I=0, J=4, 10, 16 (producing 4+0, 10+0 and 16+0 ... 4, 10 and 16)
"...*.....*.....*...."
And the second part of the GOSUB doing the right side of the pyramid shape:
I=2, J=4, 10, 16 (producing 4-2, 10-2 and 16-2 ... 2, 8 and 14)
".*.....*.....*......"
I=1, J=4, 10, 16 (producing 4-1, 10-1 and 16-1 ... 3, 9 and 15)
"..*.....*.....*....."
I=0, J=4, 10, 16 (producing 4-0, 10-0 and 16-0 ... 4, 10 and 16)
"...*.....*.....*...."
Together, the strings end up as:
".*...*.*...*.*...*.."
"..*.*...*.*...*.*..."
"...*.....*.....*...."
And that draws the bottom of the diamond!
Line 8 – The NEXT for the I (bottom of diamond) loop.
Line 9 – The NEXT for the “do it three times” loop.
Line 10 – END, so it won’t try to run the subroutine again.
Wow, that’s cool.
What do you think?
More to come…?
This is great! This is the direction I was going, but it didn’t occur to me that it would work better to just build a string of spaces that is already the width of the screen and MID$ the asterisks where they need to be.
I have not looked at compressed versions of each to see which one is smaller.
I did this with assembly language and got the executable down to 81 bytes. I did a similar thing to Rick’s program, although I used a bit mask to indicate where to print a space (a ‘0’ bit) and an asterisk (a ‘1’ bit, and there were enough bits left over for each line to center the image).
Do you mean, like representing the pattern using 0’s and 1’s of bytes?
Are you putting data on the screen, or calling some ROM routine to output like PRINT does?
To your first question, yes. It looks like:
stars fcb %00000001,%01000101,%00010100
fcb %00000010,%00101000,%10100010
fcb %00000100,%00010000,%01000001
fcb %00000010,%00101000,%10100010
fcb %00000001,%01000101,%00010100
top fcb %00000000,%10000010,%00001000
(hopefully, that’ll come out) The label top is printed first, then three copies of the data labeled by stars.

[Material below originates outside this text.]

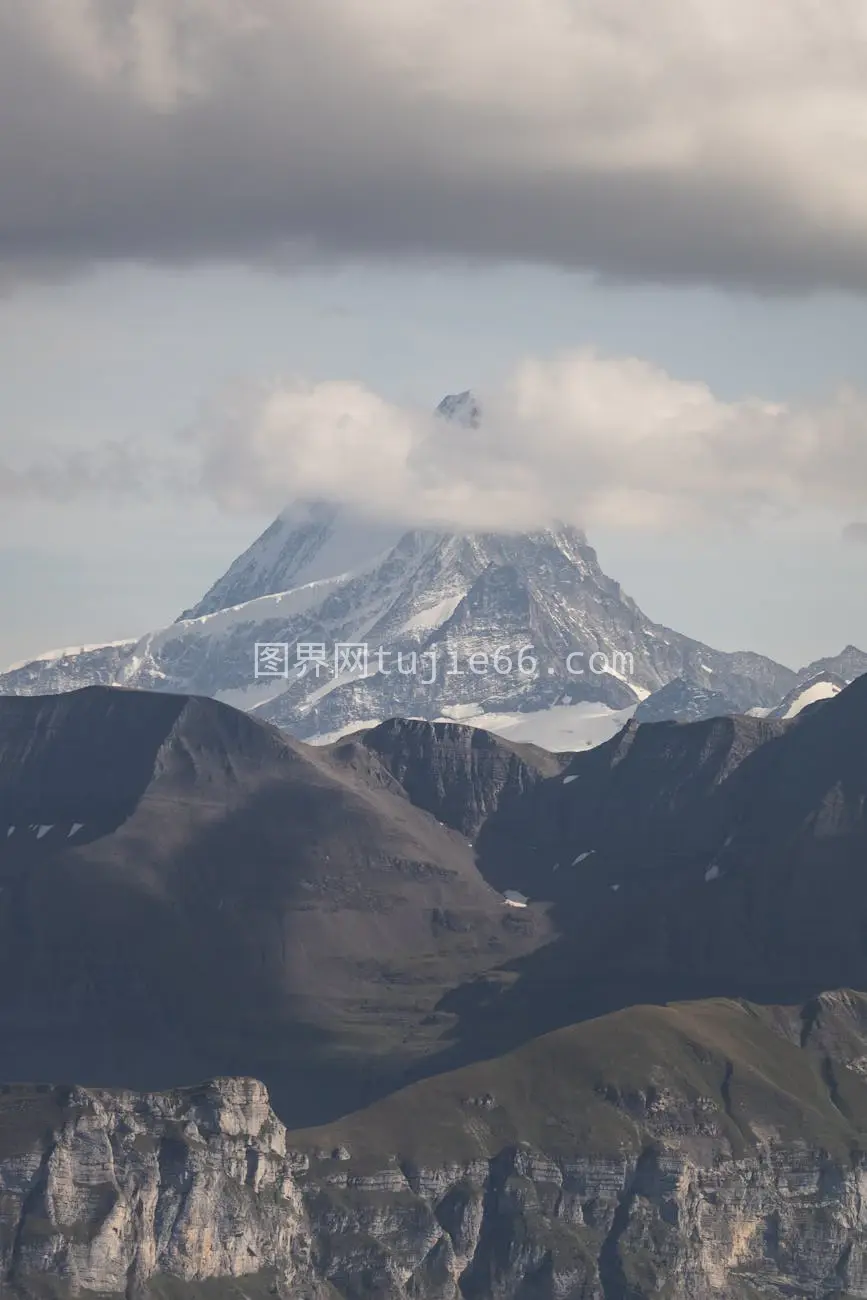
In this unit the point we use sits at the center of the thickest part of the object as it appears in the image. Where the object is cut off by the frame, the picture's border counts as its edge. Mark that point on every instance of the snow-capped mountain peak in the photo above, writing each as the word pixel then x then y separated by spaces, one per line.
pixel 501 628
pixel 462 408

Second, I’m calling [$CHROUT] for character output. I did come across the video with the results (https://www.youtube.com/watch?v=RGv2u6epVTY) and the smallest assembly version was around 40 bytes I think. Pretty wild stuff.
I had zero ideas on this one – everything I tried was just larger. I expect the smallest ones made use of some kind of pattern, rather than encoding the image. Did you enter?
No, I did not. I didn’t feel like I needed Yet Another Account.
Was your asm for the CoCo? Would you be willing to let me share it in a blog post?